De la herida abierta que tenía en él le sobresalían fragmentos de hueso, clara muestra de la increíble ferocidad de los animales.
—¡Detrás de ti! —Los espectadores que estaban por encima de Romulus rieron burlonamente cuando el último león se acercó por detrás con su suave andar al
venator
herido.
—¡Ayudadme!
—¡Ayúdate tú solo, escoria!
—¡Muere como un hombre! ¡Entretennos!
Cayó una lluvia de insultos, pan y fruta. El público no pensaba hacer concesiones.
Quería más sangre.
A Romulus se le pusieron los nudillos blancos de sujetar los barrotes con tanta fuerza, deseoso de poder hacer algo. Cualquier cosa.
El
venator
tenía que actuar rápido. Con el escudo en el brazo bueno podía repeler al león un rato pero sería incapaz de herirle. El sangrado continuo de las heridas acabaría permitiendo que el león le superara. Con un arma hubiese tenido una pequeña posibilidad de matarlo, pero se encontraba desarmado frente a las garras potentes que habían destrozado a sus compañeros.

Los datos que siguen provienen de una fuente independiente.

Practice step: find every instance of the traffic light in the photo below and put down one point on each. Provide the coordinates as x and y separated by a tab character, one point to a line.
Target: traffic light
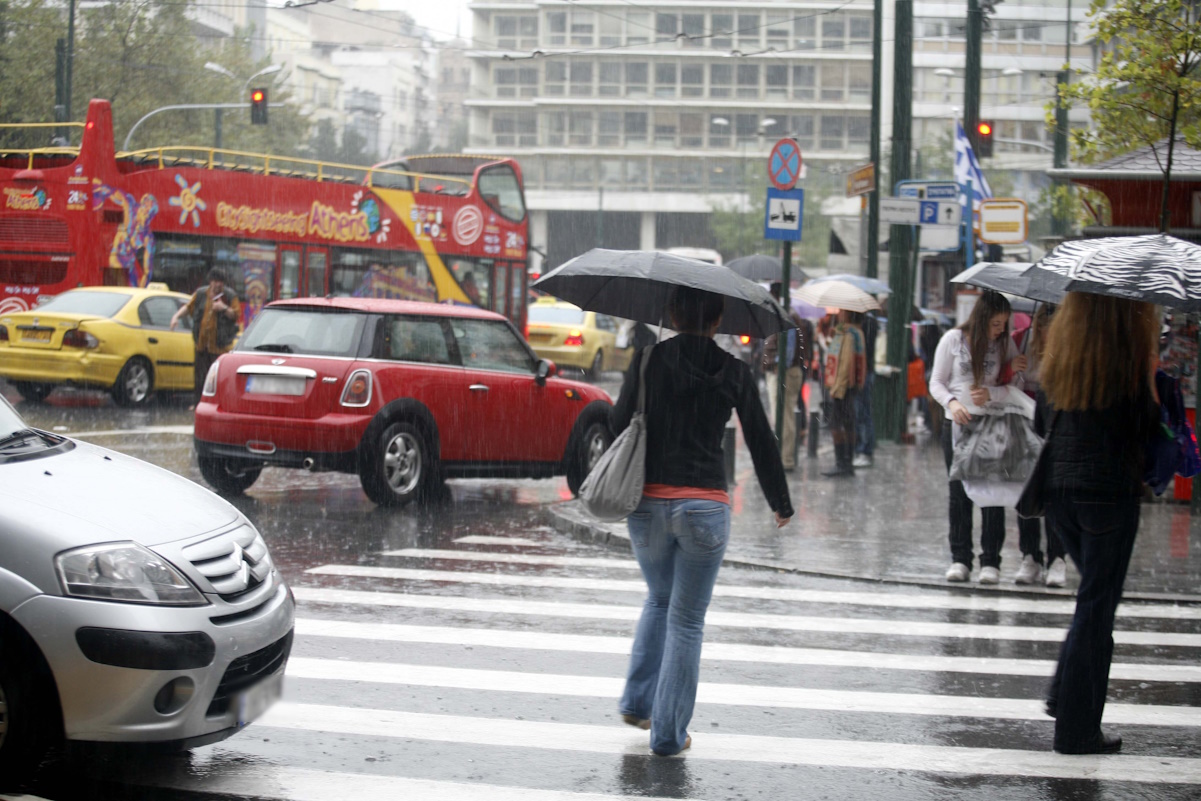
258	107
984	139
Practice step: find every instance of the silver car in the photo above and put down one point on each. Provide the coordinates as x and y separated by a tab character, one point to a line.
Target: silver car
135	605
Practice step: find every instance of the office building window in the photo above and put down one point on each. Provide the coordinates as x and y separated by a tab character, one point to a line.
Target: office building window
831	132
721	79
665	27
748	81
581	78
776	76
692	81
635	129
664	79
723	31
609	129
805	33
555	78
637	75
805	82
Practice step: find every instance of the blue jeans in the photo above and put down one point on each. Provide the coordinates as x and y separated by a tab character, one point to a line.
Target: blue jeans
865	429
679	545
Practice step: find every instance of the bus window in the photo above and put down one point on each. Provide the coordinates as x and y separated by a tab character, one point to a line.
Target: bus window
500	189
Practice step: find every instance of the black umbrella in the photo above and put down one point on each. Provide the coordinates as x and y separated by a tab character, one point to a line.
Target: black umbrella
1155	268
1014	279
637	284
760	267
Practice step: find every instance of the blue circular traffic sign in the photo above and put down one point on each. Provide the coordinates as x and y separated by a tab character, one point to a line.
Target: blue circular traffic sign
784	165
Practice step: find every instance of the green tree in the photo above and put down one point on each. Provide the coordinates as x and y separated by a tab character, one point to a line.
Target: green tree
1147	88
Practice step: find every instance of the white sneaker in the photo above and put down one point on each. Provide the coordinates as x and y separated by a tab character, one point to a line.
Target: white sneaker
1029	572
958	572
1057	574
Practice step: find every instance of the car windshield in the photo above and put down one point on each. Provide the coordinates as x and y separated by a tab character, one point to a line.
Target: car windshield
560	315
10	420
315	332
103	304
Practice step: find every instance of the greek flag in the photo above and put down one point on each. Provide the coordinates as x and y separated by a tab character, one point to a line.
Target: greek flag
967	168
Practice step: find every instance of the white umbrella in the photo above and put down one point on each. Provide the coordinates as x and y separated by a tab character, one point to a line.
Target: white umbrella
836	294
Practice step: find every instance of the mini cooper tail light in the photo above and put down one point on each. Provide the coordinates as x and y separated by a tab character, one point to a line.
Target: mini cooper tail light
358	389
76	338
210	382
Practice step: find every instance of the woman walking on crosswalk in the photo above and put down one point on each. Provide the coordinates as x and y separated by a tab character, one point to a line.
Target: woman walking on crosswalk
680	530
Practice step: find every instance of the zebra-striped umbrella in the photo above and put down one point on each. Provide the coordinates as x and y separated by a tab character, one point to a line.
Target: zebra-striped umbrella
1155	268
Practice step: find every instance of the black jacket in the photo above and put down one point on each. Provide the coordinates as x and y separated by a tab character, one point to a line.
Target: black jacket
691	387
1097	454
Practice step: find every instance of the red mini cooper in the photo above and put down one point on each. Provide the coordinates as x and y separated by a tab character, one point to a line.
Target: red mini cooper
404	394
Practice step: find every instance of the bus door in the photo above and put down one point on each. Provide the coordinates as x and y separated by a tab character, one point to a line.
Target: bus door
288	272
316	272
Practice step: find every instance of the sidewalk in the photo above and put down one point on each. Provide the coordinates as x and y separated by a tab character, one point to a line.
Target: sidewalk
889	524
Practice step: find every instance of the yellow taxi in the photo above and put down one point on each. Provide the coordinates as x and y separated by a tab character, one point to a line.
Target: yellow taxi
571	336
109	338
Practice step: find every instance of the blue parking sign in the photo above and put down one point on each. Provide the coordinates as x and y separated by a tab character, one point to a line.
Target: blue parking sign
783	216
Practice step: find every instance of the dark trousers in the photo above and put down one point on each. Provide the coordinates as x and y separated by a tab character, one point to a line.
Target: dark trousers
1029	537
201	370
960	507
1099	536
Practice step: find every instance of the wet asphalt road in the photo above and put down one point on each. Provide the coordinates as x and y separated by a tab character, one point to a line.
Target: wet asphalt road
467	651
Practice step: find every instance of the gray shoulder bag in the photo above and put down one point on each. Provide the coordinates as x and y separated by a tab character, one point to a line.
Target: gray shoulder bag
614	488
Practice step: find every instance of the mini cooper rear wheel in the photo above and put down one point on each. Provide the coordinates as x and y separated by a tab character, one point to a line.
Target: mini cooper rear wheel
228	477
33	390
135	383
396	467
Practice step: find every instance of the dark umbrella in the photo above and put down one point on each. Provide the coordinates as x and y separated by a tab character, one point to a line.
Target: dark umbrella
1014	279
637	284
760	267
1155	268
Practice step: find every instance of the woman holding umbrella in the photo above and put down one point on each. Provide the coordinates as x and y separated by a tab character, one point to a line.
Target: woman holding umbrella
681	527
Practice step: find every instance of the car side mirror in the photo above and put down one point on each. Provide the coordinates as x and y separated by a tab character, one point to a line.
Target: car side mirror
545	369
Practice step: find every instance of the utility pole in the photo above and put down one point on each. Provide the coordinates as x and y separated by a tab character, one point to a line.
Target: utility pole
873	197
1059	221
901	237
972	75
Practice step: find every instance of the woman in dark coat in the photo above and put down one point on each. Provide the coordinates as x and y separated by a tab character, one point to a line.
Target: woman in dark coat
1099	411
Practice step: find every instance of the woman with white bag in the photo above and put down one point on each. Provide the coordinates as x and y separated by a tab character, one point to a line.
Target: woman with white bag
968	362
680	528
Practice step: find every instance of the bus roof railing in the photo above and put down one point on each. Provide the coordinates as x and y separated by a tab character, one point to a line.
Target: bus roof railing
294	167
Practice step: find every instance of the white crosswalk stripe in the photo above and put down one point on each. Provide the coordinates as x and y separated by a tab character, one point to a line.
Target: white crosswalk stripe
468	665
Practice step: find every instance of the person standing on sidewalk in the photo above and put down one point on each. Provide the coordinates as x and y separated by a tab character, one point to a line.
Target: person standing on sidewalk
215	311
865	428
1029	530
680	530
1098	416
846	372
798	346
967	365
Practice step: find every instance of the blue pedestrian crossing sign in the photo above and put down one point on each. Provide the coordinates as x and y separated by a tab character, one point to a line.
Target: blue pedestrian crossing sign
783	215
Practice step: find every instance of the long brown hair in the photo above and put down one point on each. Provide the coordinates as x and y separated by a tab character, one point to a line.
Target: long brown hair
975	329
1100	351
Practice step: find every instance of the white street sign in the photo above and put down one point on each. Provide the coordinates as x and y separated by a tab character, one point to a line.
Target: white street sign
1003	221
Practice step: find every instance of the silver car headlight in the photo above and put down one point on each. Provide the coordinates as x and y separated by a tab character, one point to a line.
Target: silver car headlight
125	572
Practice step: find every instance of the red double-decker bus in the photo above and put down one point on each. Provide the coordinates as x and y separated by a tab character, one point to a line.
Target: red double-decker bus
441	228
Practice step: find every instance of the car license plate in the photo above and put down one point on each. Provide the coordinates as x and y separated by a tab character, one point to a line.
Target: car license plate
275	384
36	334
252	701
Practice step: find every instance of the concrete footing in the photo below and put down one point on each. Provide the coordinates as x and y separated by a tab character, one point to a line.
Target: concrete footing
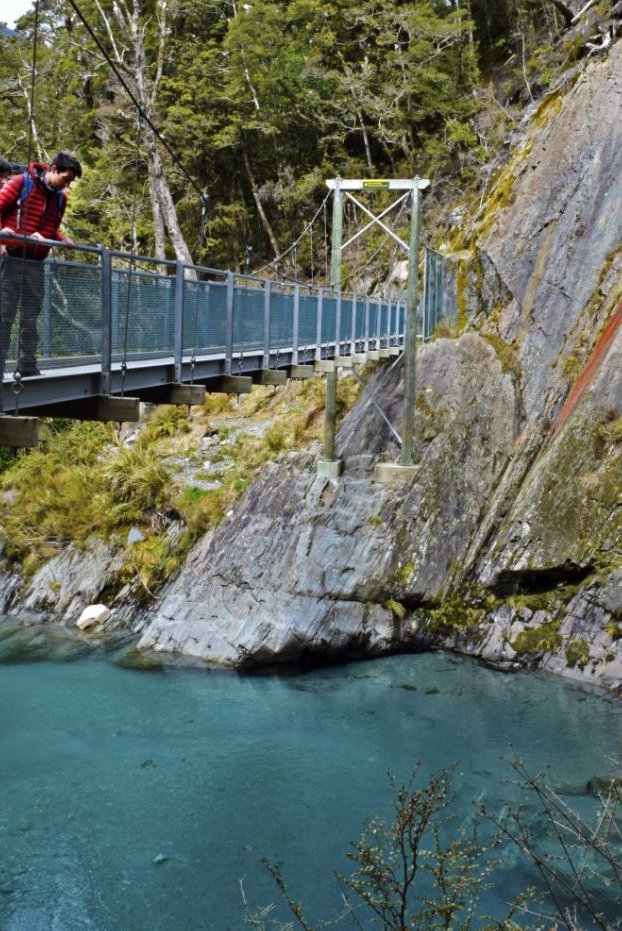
270	377
324	365
231	384
330	468
186	394
391	473
301	371
19	431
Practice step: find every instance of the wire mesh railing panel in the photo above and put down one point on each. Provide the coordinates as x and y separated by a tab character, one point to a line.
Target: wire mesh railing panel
374	323
281	321
345	323
51	313
329	318
359	327
307	321
433	293
248	319
384	324
143	309
209	332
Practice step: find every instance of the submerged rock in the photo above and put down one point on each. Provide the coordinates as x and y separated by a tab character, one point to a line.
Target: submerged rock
28	644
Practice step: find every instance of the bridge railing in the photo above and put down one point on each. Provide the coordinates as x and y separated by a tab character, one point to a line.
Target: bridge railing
108	308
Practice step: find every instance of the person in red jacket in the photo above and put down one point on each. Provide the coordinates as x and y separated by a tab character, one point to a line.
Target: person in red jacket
31	204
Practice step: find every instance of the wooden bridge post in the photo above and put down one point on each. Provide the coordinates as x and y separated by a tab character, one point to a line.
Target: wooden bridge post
296	324
318	324
330	410
410	341
267	295
229	324
178	321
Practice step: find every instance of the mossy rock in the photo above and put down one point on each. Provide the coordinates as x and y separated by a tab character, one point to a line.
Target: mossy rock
453	616
537	640
577	654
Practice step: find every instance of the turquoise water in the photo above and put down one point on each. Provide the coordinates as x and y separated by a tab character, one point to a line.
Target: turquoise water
133	800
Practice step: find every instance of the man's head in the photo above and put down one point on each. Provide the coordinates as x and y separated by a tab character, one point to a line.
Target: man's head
6	169
63	170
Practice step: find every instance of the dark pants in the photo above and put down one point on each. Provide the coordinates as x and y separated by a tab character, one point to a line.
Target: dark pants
21	290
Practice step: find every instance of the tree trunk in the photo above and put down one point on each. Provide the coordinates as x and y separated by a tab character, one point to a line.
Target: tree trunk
163	197
262	214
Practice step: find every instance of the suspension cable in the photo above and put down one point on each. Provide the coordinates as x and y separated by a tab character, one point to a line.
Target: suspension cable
20	303
132	264
136	103
278	258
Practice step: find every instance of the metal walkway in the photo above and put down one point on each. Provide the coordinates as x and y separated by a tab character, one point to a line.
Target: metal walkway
120	326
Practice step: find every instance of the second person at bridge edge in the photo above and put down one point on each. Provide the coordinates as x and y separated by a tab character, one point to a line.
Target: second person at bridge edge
32	203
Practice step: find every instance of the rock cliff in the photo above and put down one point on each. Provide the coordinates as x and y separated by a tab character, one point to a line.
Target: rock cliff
507	543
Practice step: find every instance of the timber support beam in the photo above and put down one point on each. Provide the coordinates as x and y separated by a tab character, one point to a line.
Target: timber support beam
270	377
231	384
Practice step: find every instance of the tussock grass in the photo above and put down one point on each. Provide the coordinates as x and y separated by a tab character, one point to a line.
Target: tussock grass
84	480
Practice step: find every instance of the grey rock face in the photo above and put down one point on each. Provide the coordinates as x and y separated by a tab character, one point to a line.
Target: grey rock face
306	565
514	517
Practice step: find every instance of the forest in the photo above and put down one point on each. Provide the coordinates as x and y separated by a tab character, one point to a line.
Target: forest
207	128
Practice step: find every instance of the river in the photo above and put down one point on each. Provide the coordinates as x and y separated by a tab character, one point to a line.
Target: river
141	800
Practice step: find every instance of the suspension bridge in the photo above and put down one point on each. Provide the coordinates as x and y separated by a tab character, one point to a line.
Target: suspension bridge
116	329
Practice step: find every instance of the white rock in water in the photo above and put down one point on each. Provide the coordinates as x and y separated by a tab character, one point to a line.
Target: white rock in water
94	614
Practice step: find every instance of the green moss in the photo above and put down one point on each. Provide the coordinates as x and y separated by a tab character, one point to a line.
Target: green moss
534	640
454	615
548	109
577	654
462	284
508	358
396	608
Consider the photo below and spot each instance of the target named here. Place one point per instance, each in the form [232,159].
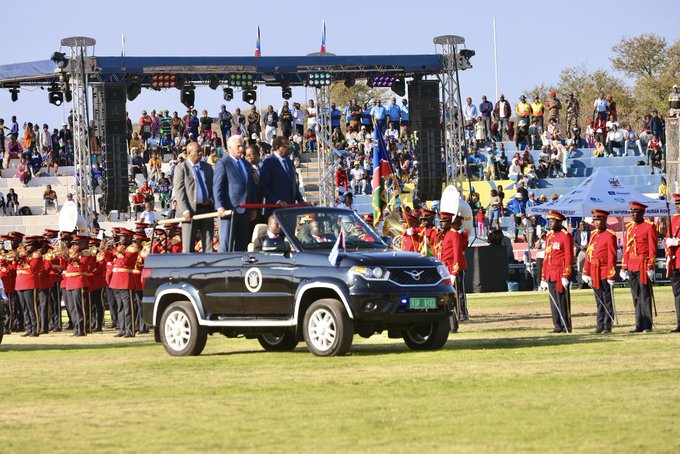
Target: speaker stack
[110,123]
[424,119]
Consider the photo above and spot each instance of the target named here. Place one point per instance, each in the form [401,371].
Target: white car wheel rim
[322,330]
[177,331]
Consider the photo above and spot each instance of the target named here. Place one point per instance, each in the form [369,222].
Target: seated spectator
[50,198]
[615,139]
[12,202]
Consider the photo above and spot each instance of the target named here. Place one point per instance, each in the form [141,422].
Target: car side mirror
[275,245]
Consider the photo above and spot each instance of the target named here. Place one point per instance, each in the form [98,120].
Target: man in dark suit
[193,189]
[234,186]
[277,177]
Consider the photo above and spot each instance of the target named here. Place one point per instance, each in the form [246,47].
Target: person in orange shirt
[599,269]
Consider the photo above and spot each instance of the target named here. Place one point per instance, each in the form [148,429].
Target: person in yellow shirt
[537,110]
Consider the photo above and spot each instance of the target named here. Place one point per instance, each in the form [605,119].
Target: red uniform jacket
[122,275]
[639,252]
[559,256]
[601,256]
[28,272]
[673,252]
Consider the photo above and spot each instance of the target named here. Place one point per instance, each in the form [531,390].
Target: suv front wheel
[327,328]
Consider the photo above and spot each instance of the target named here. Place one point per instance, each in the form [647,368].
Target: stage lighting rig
[319,79]
[249,96]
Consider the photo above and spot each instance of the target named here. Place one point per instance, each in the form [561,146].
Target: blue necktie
[201,183]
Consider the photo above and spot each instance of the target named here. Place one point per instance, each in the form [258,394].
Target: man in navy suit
[233,186]
[277,177]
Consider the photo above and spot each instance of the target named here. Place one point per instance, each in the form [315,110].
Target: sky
[555,35]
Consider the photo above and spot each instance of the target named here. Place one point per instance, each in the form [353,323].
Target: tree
[640,57]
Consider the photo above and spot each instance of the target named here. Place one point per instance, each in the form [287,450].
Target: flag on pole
[382,169]
[339,243]
[258,48]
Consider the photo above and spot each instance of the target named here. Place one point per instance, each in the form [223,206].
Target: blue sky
[569,33]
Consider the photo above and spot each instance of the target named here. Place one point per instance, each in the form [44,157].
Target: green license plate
[422,303]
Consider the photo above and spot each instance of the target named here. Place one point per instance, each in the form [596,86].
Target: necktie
[201,183]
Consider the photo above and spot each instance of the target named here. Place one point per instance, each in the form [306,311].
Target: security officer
[123,282]
[556,273]
[639,254]
[29,265]
[599,269]
[673,258]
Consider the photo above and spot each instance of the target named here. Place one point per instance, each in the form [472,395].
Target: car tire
[283,343]
[327,328]
[180,332]
[431,336]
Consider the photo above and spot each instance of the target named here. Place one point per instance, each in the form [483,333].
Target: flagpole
[495,55]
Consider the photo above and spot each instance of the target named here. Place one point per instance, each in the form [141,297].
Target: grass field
[501,384]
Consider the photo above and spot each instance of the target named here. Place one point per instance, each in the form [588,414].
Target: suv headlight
[443,271]
[370,273]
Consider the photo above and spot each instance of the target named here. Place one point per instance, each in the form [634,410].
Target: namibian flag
[258,48]
[382,169]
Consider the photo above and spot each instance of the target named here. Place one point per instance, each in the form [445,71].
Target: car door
[221,284]
[267,281]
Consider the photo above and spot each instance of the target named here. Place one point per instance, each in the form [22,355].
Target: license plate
[422,303]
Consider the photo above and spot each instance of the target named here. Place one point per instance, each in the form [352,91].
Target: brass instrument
[392,226]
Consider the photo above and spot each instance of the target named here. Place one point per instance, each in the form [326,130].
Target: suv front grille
[414,276]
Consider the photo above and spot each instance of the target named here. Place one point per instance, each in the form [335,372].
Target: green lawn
[502,384]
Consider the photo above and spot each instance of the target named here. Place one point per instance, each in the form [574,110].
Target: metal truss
[455,142]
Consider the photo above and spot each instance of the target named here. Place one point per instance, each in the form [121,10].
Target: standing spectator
[226,119]
[193,188]
[486,110]
[553,105]
[502,112]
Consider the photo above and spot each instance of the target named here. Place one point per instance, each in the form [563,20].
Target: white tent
[600,190]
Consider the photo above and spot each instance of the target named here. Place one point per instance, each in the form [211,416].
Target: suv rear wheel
[430,336]
[283,342]
[327,328]
[180,332]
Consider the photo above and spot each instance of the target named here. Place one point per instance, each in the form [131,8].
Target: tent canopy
[601,190]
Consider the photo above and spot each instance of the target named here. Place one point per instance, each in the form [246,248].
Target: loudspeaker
[110,127]
[424,119]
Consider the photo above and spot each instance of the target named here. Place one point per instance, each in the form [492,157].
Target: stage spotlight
[319,79]
[188,96]
[399,87]
[213,82]
[59,58]
[249,96]
[55,96]
[133,90]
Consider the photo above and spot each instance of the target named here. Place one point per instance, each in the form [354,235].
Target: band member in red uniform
[29,266]
[673,258]
[639,255]
[123,282]
[599,269]
[556,274]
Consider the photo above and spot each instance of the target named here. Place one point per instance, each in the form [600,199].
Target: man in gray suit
[193,188]
[234,186]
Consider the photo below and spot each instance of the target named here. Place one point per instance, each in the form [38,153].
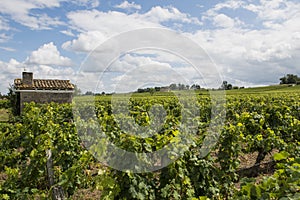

El cazador tenía la indecisión reflejada en el rostro. El instinto de supervivencia se impuso y corrió hacia el cadáver más cercano para poner un poco de distancia entre él y el león. Dejó el escudo y recogió una lanza pesada que yacía junto a su dueño muerto.
—Mira que son salvajes los romanos. —Brennus apareció al lado de Romulus y observó el desarrollo del drama—. Pero es una buena táctica. Una espada no tendría suficiente alcance.
—¿Y un tridente?
—Es demasiado poco manejable. De todos modos la lanza tiene más alcance.
—¿Y ahora qué?
—Esperará a que la bestia intente saltar. Plantará el astil en la arena y dejará que se ensarte —explicó Brennus con voz queda—. Es su única posibilidad.
Romulus cerró los ojos y pidió a Júpiter que ayudara al luchador herido.
Con una fascinación morbosa observaron cómo el
venator
retrocedía con su nueva arma. Al gran felino no parecía importarle seguirle, y su única muestra de impaciencia era que meneaba la cola. Cada cierto tiempo intentaba atacar la lanza, pero el hombre reculaba esperando el momento oportuno.
El público empezó a aburrirse y a lanzar pullas. Tiraban monedas y tazas de barro para provocar un ataque. El león estaba cada vez más furioso y no paraba de rugir y de mover la cola de un lado a otro.
Brennus sonrió y señaló.
—Lo está alejando de los cadáveres.
—¿Porqué?
—Para empezar, para separarse de las porquerías que tiran. Y luego porque intentará provocar al animal para que salte.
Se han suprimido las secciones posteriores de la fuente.